A Lehman-style shock could see an actual reduction in credit within the system, like the 4.6% annual decline experienced by US lending in the wake of that 2008 crisis. Even a reset to more normal levels of growth would be troubling for an economy where lending has grown by at least 12% a year for decades, double the rate seen in the US.
No other major emerging economy has debt levels relative to GDP comparable to China’s, and most of the developed countries with yet-higher leverage had been reducing their indebtedness for years before COVID-19 struck, whereas China has accelerated its borrowing.
The situation with energy is oddly similar. Power rationing has spread across many of China’s economic powerhouse provinces as local governments risk missing targets for reducing the emissions intensity of their economies, with smelters in Yunnan, textile plants in Zhejiang, and soybean crushers in Tianjin all reported to have halted to prevent power cuts to non-industrial users.
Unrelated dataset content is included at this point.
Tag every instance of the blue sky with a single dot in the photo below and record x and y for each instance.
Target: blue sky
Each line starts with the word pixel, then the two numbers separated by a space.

For years, China’s electricity consumption has grown at a rate scarcely slower than the economy itself. That model is running into problems as President Xi Jinping’s ambitions to hit an emissions peak by 2030 start to translate into policy objectives. If China was to keep growing electricity demand at 5% a year from current levels without burning more coal, it would need to be building in the region of 100 gigawatts of solar and 50 gigawatts of wind every year — but the pace of growth being targeted is closer to half that level.
Provincial officials are thus faced with irreconcilable mandates: Keep the supply of electricity flowing to juice the economy, but keep a lid on carbon emissions, even as high-level plans for the power sector aren’t promising sufficient zero-carbon power plants to stop them falling back on a glut of coal-fired capacity to keep the grid running. The record prices seen for Chinese coal futures over the past week are the sign of a system that’s struggling to cope with the contradictory requirements placed on it.
Rail freight, the last part of the Li Keqiang Index, has performed better — but if you’re thinking of it as a measure of general activity within the economy, there’s troubling signs. China’s high-speed rail network, barely conceived of at the time Li met with the US ambassador, was in part designed to free up space on the conventional tracks so that cargo could be shifted that way, rather than by road. It’s no surprise, then, that rail has held up pretty well — but freight volumes as a whole have looked weak since before COVID-19 hit, and seem stuck at the levels of about 4.3 billion metric tons a month they hit around three years ago.
That’s concerning. One striking thing about the memo that inspired the Li Keqiang Index is how little domestic policy concerns have changed in 14 years, with much of the discussion focused on the problems of corruption and how to balance growth with income inequality. The economic model that Li described, however — where officials will stop at nothing to achieve GDP targets — is drifting toward bankruptcy.
China’s growth has been fueled for decades by credit and carbon, and Beijing finally seems to be getting serious about changing that. Whether its economy can sustain such a drastic intervention remains to be seen.